Encore un mythe qui passe de justesse la barre du potable à sauver. C'est un film choral, comme on ne le disait pas encore alors. Le décor : un hôtel au coeur de Paris, avec vue sur le canal St Martin et pittoresque à tous les étages. Les personnages principaux : Paris canaille, et Paris populo. Les histoires : des maris, des femmes, des amants, et quelques coups de feu. Celle qui est mise au premier plan (une histoire de petit couple tellement jeune, beau et amoureux que c'en est désespérant -c'est eux qui le pensent !) est de loin la plus tarte et la plus barbante.
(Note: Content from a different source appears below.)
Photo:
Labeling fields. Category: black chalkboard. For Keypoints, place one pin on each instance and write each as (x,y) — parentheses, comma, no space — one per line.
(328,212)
Heureusement, il y a quelques briscards, pas encore si vieux que ça, qui sauvent la mise. Ils s'incrustent, forcent un peu les portes de la fiction, changent l'atmosphère à force de brasser de l'air. Ils sont les seuls à parler parisien comme aucun parisien n'a jamais parlé. Les seuls à être dignes du mythe qu'ils ont créé.
Il y a des films qui deviennent mythiques pour de mauvaises raisons : une vague atmosphère d'époque, une réplique qui permet à des générations entières de draguer, les premiers pas d'une star... Quai des brumes possède tout cela, mais sa poésie s'est un peu égarée en chemin dans le brouillard. A moins d'être encore sensible à la poésie des quais, à la poésie des brumes, à la fatalité qui lie les destins des jeunes filles pas encore perdues à celui des mauvais garçons pas encore pourris. Pas gagné d'avance. Encore heureux qu'il lui reste quelques ingrédients indémodables : un méchant jublatoire (Michel Simon) et un couple éternel (Gabin/Morgan). Juste de quoi échapper de peu aux limbes de l'histoire, tout en restant à quai...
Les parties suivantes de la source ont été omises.